André Kuipers will not have to manage all on his own in the International Space Station. The astronaut will have help from over sixty thousand children at primary and secondary schools. Together they will carry out the "Seeds in Space" experiment to examine the effects of light and gravity on plant growth.
The children, aged 11 to 13, will follow the "Young Scientists' Action Plan" in April. After following lessons about living in space, space research and plant growth, they will take part in the experiment by planting rucola (salad cress) seeds in two trays. One of these will be kept in the dark and the other will be exposed to light.
"Children are preparing for the spaceflight and the experiment in the same way as André Kuipers. On 19 April, they will be ready together for the launch", says Jasper Wamsteker, spokesman for the project's initiator, the Space Research Organisation Netherlands (SRON).

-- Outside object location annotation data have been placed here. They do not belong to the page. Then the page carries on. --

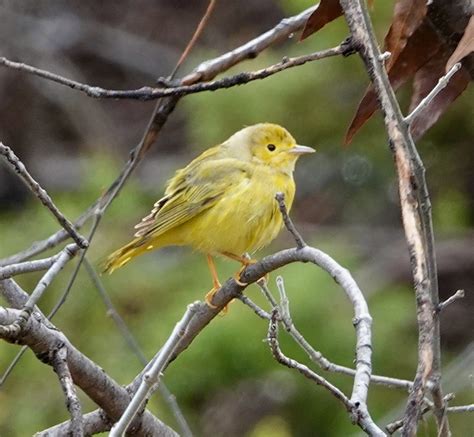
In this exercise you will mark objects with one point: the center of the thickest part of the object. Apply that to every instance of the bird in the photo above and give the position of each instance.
(223, 202)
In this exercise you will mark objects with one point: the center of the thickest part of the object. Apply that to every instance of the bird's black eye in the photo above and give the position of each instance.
(271, 147)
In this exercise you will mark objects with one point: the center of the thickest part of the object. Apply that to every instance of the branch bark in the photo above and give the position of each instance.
(416, 214)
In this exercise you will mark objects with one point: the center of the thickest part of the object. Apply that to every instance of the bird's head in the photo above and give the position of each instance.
(270, 144)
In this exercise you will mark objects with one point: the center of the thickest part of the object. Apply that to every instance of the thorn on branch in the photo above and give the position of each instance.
(456, 296)
(442, 83)
(300, 243)
(348, 47)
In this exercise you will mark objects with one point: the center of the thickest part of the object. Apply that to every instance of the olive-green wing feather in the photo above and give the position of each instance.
(193, 192)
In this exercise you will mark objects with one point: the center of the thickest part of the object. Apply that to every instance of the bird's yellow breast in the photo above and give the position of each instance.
(245, 219)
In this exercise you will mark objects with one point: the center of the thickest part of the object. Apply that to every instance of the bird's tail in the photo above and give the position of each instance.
(126, 253)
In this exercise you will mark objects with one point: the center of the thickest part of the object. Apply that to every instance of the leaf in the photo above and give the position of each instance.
(465, 46)
(424, 81)
(419, 49)
(407, 17)
(327, 11)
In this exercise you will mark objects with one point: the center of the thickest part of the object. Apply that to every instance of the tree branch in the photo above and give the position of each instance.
(416, 214)
(42, 338)
(152, 375)
(205, 71)
(60, 366)
(272, 338)
(42, 195)
(152, 93)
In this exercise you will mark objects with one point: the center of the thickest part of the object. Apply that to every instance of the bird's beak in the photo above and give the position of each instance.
(301, 150)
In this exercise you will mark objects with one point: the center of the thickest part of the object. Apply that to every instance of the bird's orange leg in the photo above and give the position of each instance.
(245, 261)
(215, 282)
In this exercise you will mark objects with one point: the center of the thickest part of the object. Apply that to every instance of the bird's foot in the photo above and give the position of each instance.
(245, 264)
(210, 295)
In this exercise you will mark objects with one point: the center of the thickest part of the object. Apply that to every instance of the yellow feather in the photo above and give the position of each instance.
(224, 200)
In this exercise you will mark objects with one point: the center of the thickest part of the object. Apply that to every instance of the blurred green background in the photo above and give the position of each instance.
(227, 382)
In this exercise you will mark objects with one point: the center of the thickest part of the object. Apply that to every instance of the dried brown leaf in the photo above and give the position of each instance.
(407, 17)
(327, 11)
(465, 46)
(418, 50)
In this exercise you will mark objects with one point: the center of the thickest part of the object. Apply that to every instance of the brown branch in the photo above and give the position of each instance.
(42, 195)
(416, 214)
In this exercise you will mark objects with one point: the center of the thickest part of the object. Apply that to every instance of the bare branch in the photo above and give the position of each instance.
(425, 102)
(395, 426)
(60, 366)
(197, 33)
(456, 296)
(209, 69)
(153, 374)
(27, 267)
(65, 256)
(205, 71)
(416, 214)
(150, 93)
(132, 343)
(272, 338)
(280, 198)
(461, 409)
(260, 312)
(42, 195)
(42, 338)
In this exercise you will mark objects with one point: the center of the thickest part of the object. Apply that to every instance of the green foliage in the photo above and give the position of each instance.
(315, 102)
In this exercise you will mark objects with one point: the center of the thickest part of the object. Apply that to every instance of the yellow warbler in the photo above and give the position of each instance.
(223, 202)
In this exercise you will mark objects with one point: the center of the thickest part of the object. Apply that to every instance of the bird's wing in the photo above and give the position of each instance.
(193, 193)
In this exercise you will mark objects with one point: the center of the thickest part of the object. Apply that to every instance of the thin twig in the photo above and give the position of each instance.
(300, 243)
(60, 366)
(42, 338)
(315, 355)
(66, 254)
(263, 285)
(197, 33)
(456, 296)
(132, 343)
(152, 376)
(272, 338)
(205, 71)
(395, 426)
(417, 221)
(461, 409)
(254, 307)
(42, 195)
(27, 267)
(425, 102)
(151, 93)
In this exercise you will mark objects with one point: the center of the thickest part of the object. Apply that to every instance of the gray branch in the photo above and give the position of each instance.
(42, 195)
(66, 254)
(42, 338)
(416, 214)
(152, 93)
(60, 366)
(425, 102)
(204, 72)
(152, 376)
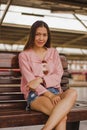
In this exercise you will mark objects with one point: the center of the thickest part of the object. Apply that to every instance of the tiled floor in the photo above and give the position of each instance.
(82, 95)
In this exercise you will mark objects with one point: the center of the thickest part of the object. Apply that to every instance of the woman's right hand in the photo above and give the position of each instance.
(34, 83)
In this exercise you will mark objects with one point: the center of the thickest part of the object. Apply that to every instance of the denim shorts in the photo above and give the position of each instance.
(32, 96)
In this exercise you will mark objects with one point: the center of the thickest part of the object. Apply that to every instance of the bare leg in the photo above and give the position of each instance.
(41, 104)
(61, 109)
(57, 113)
(61, 125)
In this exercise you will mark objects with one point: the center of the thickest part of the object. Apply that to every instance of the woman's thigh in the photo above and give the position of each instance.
(42, 104)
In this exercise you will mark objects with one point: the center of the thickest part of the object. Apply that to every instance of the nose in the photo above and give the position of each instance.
(41, 37)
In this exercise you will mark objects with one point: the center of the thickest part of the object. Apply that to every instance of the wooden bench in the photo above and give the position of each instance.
(12, 103)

During his mission to the Space Station, André Kuipers will make contact twice via a televised link-up. On the first occasion, he will officially launch the "Seeds in Space" project. The second time, four days later, he will show his experiment in the Space Station. Participants on Earth will be able to compare this with their own experiment and draw initial conclusions about the effect of gravity on plant growth.

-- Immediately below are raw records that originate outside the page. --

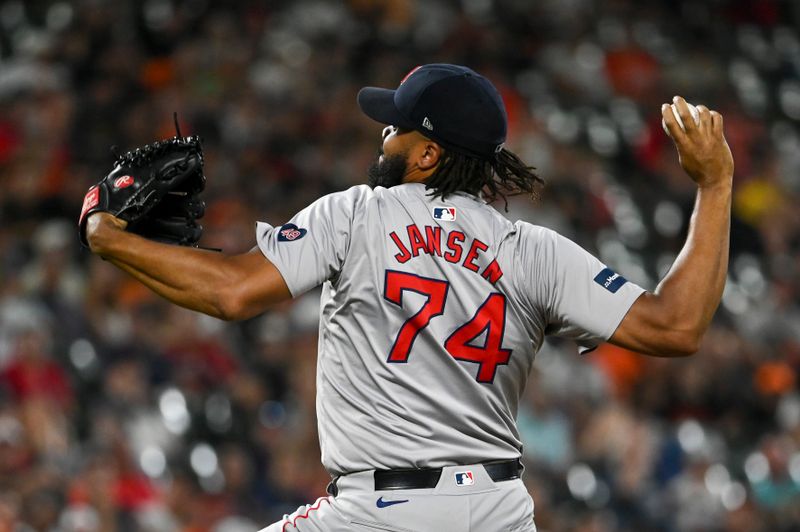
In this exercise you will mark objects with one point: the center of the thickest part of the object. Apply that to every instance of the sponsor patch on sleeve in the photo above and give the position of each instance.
(444, 214)
(290, 233)
(610, 280)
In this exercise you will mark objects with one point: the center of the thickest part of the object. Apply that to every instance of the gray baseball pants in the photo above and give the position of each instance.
(458, 503)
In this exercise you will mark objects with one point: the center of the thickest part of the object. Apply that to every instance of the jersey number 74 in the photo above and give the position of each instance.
(489, 318)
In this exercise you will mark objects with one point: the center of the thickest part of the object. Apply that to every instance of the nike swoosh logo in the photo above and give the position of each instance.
(383, 504)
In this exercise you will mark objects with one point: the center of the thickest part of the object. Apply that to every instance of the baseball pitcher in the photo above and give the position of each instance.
(434, 304)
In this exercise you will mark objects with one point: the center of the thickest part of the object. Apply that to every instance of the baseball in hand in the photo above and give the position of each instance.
(692, 109)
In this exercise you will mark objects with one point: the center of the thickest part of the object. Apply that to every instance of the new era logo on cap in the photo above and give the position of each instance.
(464, 478)
(444, 214)
(610, 280)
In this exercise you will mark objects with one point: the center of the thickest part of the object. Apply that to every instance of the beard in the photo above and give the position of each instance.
(388, 173)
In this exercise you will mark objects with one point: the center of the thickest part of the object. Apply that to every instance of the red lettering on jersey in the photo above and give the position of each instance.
(434, 237)
(492, 273)
(416, 240)
(469, 262)
(404, 255)
(454, 240)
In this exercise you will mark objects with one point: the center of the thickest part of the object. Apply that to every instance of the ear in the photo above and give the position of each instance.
(429, 156)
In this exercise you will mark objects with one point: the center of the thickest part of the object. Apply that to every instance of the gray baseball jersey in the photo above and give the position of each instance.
(432, 312)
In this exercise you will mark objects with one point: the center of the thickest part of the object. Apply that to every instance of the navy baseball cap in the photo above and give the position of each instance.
(451, 104)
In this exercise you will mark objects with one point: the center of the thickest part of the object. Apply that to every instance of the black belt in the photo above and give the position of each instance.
(410, 479)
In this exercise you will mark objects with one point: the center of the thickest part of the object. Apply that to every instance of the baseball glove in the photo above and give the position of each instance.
(155, 188)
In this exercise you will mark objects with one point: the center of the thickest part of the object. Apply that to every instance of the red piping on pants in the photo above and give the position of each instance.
(305, 515)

"Seeds in Space", financed by the Dutch Ministry of Education, Culture and Science, has become an international experiment, as is shown by data from the Dutch Experiment Support Centre (DESC). In addition to over nine thousand children at secondary schools and over 52,000 at primary schools, three schools in the Netherlands Antilles and six thousand participants in Germany have registered for the project. Says Mr Wamsteker: "We thought that we would get a good reaction, but this exceeds our wildest expectations."
This week, at the Russian astronaut training centre known as Star City, André Kuipers will complete the final preparations for "Seeds in Space". He will rehearse all the procedures once more and look for the best place in the Space Station to plant the seeds. Kuipers is expecting it to be a great success: "This is a splendid way to introduce children to science. They will see that space research can be very exciting and great fun."